AWS Database Blog
How AEVI substituted Oracle materialized views fast refresh with AWS DMS when migrating to Amazon Aurora
AEVI took the journey to migrate to AWS. In their own words, “AEVI provides merchant-facing businesses—banks, acquirers, PSPs, ISOs, ISVs, and others—with a platform that enables merchants to run their business smarter by giving them easy access to any payment technology and business solution for the best in-store customer experience. AEVI’s Platform for Smart Merchant Enablement empowers them to upgrade to more agile and data-driven propositions, driving greater efficiency, more innovation, and an improved customer journey across all channels.”
AEVI is always looking to innovate, improve efficiency, and optimize its cost savings. In this post, we describe the solution AEVI used to migrate the data from Oracle Database with fast refresh materialized views to Amazon Aurora PostgreSQL-Compatible Edition with AWS Database Migration Service (AWS DMS). We share a specific test case scenario we encountered during AWS DMS testing to help prevent data loss. This scenario covers a configuration of complex materialized views with a deferred primary key.
Architecture overview
AEVI uses an Oracle Online Back Office (BO) database, which replicates some data to an Oracle reporting database using materialized views with fast refresh. A materialized view is a table segment whose contents are periodically refreshed based on a query, either against a local or remote table. The Oracle BO database was using commercially available off-the-shelf (COTS) products, which were only supported on Oracle, so this database was moved to Amazon Relational Database Service (Amazon RDS) for Oracle Standard Edition. For the transactional database, they chose Aurora PostgreSQL-Compatible. Both of the original databases required Oracle Enterprise Edition (EE) licenses so one of the goals was to minimize costs by removing the need for these licenses.
The following diagram illustrates the original architecture.
The following diagram illustrates the updated architecture.
The challenges
The first step during the migration was to find a solution for the materialized views fast refresh feature that was used in the Oracle database.

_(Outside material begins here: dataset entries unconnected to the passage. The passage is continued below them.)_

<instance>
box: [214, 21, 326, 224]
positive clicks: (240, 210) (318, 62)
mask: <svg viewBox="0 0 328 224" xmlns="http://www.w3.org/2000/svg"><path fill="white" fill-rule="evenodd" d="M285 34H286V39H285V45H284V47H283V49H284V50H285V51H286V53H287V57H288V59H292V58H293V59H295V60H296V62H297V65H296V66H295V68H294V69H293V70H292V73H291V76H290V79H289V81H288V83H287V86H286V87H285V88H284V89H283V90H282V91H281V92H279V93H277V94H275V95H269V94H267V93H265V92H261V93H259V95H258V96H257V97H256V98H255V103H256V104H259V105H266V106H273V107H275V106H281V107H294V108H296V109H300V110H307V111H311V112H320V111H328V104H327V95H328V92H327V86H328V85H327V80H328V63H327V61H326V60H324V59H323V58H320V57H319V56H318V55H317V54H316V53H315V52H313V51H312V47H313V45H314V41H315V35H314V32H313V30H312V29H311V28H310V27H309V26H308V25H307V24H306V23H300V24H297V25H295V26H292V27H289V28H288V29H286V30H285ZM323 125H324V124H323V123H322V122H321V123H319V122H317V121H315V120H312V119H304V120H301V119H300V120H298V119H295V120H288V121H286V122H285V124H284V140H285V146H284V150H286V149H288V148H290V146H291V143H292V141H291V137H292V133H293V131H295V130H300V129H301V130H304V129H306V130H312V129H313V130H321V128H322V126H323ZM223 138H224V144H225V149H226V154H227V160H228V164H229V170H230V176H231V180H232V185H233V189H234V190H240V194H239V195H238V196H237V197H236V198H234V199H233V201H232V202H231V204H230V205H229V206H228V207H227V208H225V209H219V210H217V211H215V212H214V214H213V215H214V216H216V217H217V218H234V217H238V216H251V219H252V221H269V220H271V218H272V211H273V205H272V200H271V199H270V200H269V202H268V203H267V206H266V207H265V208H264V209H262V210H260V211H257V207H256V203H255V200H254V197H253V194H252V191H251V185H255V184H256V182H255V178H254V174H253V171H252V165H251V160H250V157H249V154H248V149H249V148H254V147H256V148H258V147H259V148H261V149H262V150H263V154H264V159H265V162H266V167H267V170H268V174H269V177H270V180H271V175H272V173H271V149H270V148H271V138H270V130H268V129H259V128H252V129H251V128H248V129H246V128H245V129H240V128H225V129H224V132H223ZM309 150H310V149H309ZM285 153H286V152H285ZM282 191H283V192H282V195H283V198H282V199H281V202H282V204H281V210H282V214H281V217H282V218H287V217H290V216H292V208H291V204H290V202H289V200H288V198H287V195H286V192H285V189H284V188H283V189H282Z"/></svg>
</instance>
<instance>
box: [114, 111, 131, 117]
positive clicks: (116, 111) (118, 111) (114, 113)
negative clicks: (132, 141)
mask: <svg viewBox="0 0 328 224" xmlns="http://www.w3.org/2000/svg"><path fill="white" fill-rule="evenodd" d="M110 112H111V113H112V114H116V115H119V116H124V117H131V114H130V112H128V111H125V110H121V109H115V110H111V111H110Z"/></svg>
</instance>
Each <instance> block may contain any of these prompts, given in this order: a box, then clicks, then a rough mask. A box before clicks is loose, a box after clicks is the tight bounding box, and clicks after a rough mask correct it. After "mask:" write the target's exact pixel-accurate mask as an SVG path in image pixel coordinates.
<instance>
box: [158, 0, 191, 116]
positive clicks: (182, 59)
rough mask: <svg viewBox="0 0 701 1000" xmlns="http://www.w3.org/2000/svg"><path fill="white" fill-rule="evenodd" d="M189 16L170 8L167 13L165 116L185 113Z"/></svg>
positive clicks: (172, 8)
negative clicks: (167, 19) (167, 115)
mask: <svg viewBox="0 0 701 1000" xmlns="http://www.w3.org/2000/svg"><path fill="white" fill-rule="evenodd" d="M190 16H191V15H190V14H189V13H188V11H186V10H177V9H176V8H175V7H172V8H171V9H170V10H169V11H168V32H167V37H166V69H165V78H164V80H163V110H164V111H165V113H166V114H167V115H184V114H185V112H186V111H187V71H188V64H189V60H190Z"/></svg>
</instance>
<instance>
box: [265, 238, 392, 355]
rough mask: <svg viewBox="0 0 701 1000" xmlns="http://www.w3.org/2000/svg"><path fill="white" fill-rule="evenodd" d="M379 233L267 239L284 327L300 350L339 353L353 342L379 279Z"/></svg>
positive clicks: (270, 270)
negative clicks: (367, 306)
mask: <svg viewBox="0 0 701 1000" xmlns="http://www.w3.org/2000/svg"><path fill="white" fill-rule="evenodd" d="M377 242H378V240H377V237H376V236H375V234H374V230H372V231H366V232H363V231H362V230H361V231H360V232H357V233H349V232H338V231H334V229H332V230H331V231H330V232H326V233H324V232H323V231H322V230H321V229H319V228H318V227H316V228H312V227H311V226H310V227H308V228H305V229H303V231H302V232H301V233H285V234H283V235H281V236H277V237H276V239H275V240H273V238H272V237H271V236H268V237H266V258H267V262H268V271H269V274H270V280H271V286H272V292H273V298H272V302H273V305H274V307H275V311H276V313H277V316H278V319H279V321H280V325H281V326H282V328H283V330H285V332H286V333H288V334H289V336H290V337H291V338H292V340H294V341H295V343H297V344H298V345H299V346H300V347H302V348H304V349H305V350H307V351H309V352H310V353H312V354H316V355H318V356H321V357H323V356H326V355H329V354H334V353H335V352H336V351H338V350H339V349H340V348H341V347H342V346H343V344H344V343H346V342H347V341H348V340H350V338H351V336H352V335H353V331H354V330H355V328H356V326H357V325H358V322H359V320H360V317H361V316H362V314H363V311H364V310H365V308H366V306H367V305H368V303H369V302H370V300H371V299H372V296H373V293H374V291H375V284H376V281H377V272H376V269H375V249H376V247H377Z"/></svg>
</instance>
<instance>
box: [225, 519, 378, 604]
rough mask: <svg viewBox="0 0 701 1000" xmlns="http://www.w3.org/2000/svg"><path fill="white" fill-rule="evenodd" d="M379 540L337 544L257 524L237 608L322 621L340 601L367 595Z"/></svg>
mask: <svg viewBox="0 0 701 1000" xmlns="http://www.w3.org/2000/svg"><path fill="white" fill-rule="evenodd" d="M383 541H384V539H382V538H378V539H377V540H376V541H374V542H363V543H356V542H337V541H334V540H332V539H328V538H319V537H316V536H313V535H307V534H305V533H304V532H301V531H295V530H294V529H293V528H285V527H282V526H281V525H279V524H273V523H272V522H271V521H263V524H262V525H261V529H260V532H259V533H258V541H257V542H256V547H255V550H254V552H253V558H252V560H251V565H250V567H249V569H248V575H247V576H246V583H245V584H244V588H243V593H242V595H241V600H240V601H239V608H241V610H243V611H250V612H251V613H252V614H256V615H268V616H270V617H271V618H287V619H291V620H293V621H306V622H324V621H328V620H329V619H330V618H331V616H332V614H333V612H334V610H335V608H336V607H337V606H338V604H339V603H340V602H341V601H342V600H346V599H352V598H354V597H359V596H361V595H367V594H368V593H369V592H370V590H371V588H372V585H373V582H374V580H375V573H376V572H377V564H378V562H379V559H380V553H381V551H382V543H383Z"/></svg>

PostgreSQL has the materialized views complete refresh option, but not the fast refresh feature. AEVI decided to move materialized views out from the transactional database to the BO RDS for Oracle database. Then they used AWS DMS to replicate materialized views to the Aurora PostgreSQL destination database, where they created the tables with the same names as the source materialized views. This solution worked perfectly, but some scenarios required specific configurations to make sure that there was no data loss or corruption.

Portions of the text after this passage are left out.